After years of playoff heartbreak, this season looked like it may hold a new ending for Ovechkin as the most dangerous goal scorer of his era helped his Capitals lock up home-ice advantage throughout the playoffs with a month to spare.
He kept up his solid play during the postseason, recording five points during a best-of-seven first-round series with the Philadelphia Flyers that lasted six games.
Ovechkin then added another seven points during the Eastern Conference semi-final versus Pittsburgh that ended in overtime of a Game Six that saw Washington storm back from a 3-0 second-period deficit.
"Every year, there's lots of expectations, lots of great players, but something we're missing," said Ovechkin, who has 82 points in 84 career NHL playoff games. "This group of guys can do better and bigger than just the second round.
"We have the best goalie in the league, we have a solid group of guys on the defensive side, and all four lines can play well. You can see it.

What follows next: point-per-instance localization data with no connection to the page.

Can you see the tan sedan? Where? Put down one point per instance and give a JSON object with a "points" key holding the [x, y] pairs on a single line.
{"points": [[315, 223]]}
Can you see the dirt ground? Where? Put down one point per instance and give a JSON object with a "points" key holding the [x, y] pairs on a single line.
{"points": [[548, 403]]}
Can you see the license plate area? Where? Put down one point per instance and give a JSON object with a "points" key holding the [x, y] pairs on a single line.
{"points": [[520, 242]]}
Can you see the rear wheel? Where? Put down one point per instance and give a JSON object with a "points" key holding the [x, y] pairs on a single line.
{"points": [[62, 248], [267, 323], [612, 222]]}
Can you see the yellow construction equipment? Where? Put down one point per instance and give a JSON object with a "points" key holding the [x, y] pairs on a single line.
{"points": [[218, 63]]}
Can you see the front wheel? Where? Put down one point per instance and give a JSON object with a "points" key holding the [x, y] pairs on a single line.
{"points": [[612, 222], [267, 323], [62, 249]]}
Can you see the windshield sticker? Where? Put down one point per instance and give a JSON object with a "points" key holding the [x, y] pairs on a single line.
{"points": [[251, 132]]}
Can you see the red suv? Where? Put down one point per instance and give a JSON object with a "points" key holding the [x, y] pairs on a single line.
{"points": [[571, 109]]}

We just didn't execute when we had a chance to put the puck in the net."
The heartbreaking end to the season has prompted some to suggest the Capitals need to make sweeping changes if they want to take the next step while others feel a few complementary pieces are all that is needed.

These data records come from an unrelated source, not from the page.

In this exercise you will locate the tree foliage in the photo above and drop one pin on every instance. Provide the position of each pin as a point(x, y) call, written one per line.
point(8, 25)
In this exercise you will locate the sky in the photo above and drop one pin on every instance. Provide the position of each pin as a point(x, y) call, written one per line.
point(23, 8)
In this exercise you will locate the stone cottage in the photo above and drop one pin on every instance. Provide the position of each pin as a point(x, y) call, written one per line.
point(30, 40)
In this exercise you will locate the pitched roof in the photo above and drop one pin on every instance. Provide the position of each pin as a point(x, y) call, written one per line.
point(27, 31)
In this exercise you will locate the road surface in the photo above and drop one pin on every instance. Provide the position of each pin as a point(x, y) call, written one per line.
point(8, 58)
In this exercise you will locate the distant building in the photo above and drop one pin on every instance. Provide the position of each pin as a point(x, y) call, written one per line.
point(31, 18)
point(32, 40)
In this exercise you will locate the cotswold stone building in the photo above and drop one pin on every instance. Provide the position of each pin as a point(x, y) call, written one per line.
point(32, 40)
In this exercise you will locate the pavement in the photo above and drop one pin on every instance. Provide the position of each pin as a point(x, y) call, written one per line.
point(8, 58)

As captain of the Capitals, Ovechkin often shoulders the blame when his team underperforms, and while he could have cashed in on more of his chances few would argue that he is to blame for the early playoff exit.
"Listen, I'm going to obviously stick up for my captain," said Capitals winger Justin Williams. "He did all the right things, said all the right things. It certainly isn't on him. It's about us as a team not being quite good enough."